Heaps

Heaps are slightly obscure data structures that underlie some common higher-level programming constructs, and that may come in handy if you find yourself solving certain classes of problems. (They also come up in certain types of programming interviews, which, to be honest, are the only places I’ve used them directly in the last 15 years.) Once stripped of their obscurity they’re easy to understand, so today I’m going to sketch out a brief overview of the heap data structure.

Logical Structure

Heaps are trees in which each node has a value greater than or equal to that of any of its children. For instance, these are valid heaps:

    8         8         4
   / \       / \       / \
  2   4     4   2     4   4
 /         /               \
1         1                 1

… and these are not:

    2         8         4
   / \       / \       / \
  8   4     1   2     4   1
 /         /               \
1         4                 4

Note that these are “max-heaps”; so-called “min-heaps” flip the rule s.t. each node has a value less than or equal to that of any of its children. There’s almost no logical difference between the two structures, for fairly obvious reasons.

Physical Structure

Heaps are usually internally stored as memory arrays, with each element of the array representing a node, and simple arithmetic deriving the indices of a node’s parent and children from its own index. The math is a little different depending on whether the root node is at index 1 (in textbooks) or index 0 (in practice):

# If the root is at one                                                                                                                                     
def parent_index(n):
    return n//2
def child_indices(n):
    return (2*n, 2*n+1)

# If the root is at zero                                                                                                                                    
def parent_index(n):
    return (n-1)//2
def child_indices(n):
    return (2*n+1, 2*n+2)

Runtime

The point of a heap is that certain interesting operations have either a constant runtime, or a runtime proportional to the height of the heap, which is in turn proportional to the log of the number of elements (N) in the heap. In particular, the maximum value of a max-heap can be found in O(1), and a new value can be added to a heap in O(log(N)). These properties make heaps useful when merging sorted lists, to give just one (popular) example.

Code

As a short demonstration of how a heap works, I present the following Python code snippets. Following the example of the Python heapq module, they use an ordinary Python list to represent the heap, place the root at index 0, and implement a min-heap (in contrast to the max-heap discussed above).

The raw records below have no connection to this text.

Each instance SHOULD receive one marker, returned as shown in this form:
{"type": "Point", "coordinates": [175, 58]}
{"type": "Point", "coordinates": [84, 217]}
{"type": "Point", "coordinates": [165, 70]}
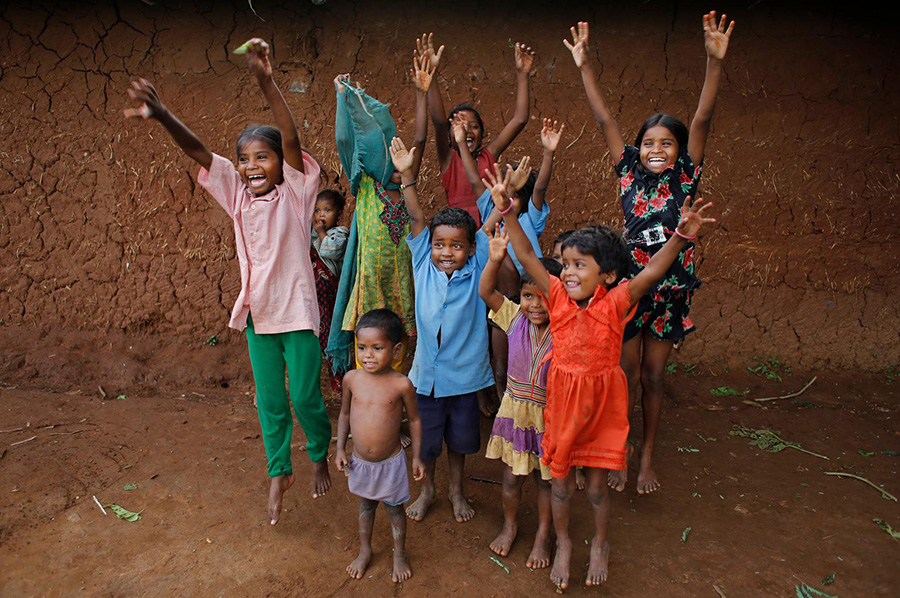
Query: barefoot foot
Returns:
{"type": "Point", "coordinates": [401, 572]}
{"type": "Point", "coordinates": [357, 568]}
{"type": "Point", "coordinates": [540, 552]}
{"type": "Point", "coordinates": [503, 542]}
{"type": "Point", "coordinates": [321, 479]}
{"type": "Point", "coordinates": [462, 510]}
{"type": "Point", "coordinates": [277, 488]}
{"type": "Point", "coordinates": [560, 572]}
{"type": "Point", "coordinates": [419, 509]}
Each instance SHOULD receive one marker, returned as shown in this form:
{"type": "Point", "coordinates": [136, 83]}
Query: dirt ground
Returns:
{"type": "Point", "coordinates": [760, 522]}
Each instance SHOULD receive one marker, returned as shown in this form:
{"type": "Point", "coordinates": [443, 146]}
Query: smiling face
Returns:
{"type": "Point", "coordinates": [581, 275]}
{"type": "Point", "coordinates": [659, 149]}
{"type": "Point", "coordinates": [532, 305]}
{"type": "Point", "coordinates": [474, 133]}
{"type": "Point", "coordinates": [450, 248]}
{"type": "Point", "coordinates": [374, 350]}
{"type": "Point", "coordinates": [259, 166]}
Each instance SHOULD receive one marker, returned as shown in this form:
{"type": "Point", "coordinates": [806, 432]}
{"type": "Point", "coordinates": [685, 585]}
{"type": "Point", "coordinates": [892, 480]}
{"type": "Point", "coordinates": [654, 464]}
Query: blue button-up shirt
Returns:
{"type": "Point", "coordinates": [449, 306]}
{"type": "Point", "coordinates": [533, 222]}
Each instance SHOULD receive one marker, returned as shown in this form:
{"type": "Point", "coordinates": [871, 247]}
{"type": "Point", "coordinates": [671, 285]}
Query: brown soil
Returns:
{"type": "Point", "coordinates": [117, 270]}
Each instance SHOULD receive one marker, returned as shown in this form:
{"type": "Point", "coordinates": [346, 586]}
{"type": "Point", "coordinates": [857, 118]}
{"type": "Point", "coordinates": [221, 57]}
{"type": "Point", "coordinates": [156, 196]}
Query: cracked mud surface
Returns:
{"type": "Point", "coordinates": [115, 267]}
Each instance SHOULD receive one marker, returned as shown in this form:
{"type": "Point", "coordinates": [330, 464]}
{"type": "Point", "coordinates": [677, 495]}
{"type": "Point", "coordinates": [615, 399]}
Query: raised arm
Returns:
{"type": "Point", "coordinates": [550, 135]}
{"type": "Point", "coordinates": [581, 55]}
{"type": "Point", "coordinates": [487, 286]}
{"type": "Point", "coordinates": [692, 220]}
{"type": "Point", "coordinates": [524, 62]}
{"type": "Point", "coordinates": [499, 186]}
{"type": "Point", "coordinates": [403, 161]}
{"type": "Point", "coordinates": [258, 61]}
{"type": "Point", "coordinates": [425, 48]}
{"type": "Point", "coordinates": [716, 39]}
{"type": "Point", "coordinates": [152, 107]}
{"type": "Point", "coordinates": [422, 74]}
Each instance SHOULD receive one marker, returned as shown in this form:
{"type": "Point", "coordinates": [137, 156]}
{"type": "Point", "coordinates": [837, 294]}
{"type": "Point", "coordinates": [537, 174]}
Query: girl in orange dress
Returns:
{"type": "Point", "coordinates": [586, 417]}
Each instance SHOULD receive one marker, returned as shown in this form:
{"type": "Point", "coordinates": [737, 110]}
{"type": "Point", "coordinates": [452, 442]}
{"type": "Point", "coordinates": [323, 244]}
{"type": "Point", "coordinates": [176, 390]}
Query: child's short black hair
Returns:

To begin with, consider fix_min_heap(), which will be the backbone of the heap implementation. This function takes as arguments a heap, and the index of a particular node in that heap. The specified node is assumed to have well-formed heaps for children (if any are present), and so only the node itself might have an out-of-order value. The function makes the sub-heap rooted at the argument node well-formed by first checking if the argument node’s value is larger than that of either of its children, and then pushing it down the heap if it is.

def fix_min_heap(h, i):
    l,r = child_indices(i)
    m = i
    if (l < len(h)) and (h[l] < h[m]): m = l
    if (r < len(h)) and (h[r] < h[m]): m = r
    if m != i:
        h[i],h[m] = h[m],h[i]
        fix_min_heap(h,m)

Next, we can use this function to efficiently build a heap (in linear time, as it turns out) out of any randomly ordered list:

def make_min_heap(a):
    # The back half of the list begins as a set of trivially valid heaps
    for i in xrange(len(a)//2-1, -1, -1):
        fix_min_heap(a, i)

We can also add values one-at-a-time to the heap by inserting them at the bottom/end of the heap, and then bubbling them up as long as they are smaller than their parent:

def push_min_heap(h, new):
    h.append(new)
    i = len(h)-1
    while (i):
        p = parent_index(i)
        if new >= h[p]: break
        h[p],h[i] = new,h[p]
        i = p

Finally, we can trivially find the smallest value in the heap; it's always the first element in the underlying array. More interestingly, we can remove the smallest element by replacing it with the last element in the underlying array and then using fix_min_heap() to order the heap properly:

def pop_min_heap(h):
    if len(h) > 1:
        rv,h[0] = h[0],h.pop()
        fix_min_heap(h, 0)
        return rv
    else:
        return h.pop()

To wrap up, here's some test code (and, yes, I know about heapsort):

def test():
    from itertools import repeat

    a = [1, 3, 5, 7, 9, 2, 4, 6, 8, 0]
    b = [-1, -5, 10, 15]

    h = a[:]
    make_min_heap(h)
    for e in b: push_min_heap(h, e)

    print h
    print map(pop_min_heap, repeat(h, len(h))) == sorted(a+b)

Of course, the mere existence of the heapq module makes an important point: You'll almost certainly never have to implement a heap yourself. An understanding of how to use one, on the other hand, might be good to have. (Why did I present my own example instead of just pointing you to the heapq source code? Because the heapq stuff has been tuned for performance, and is therefore a little dense. It's also worth a look, though.)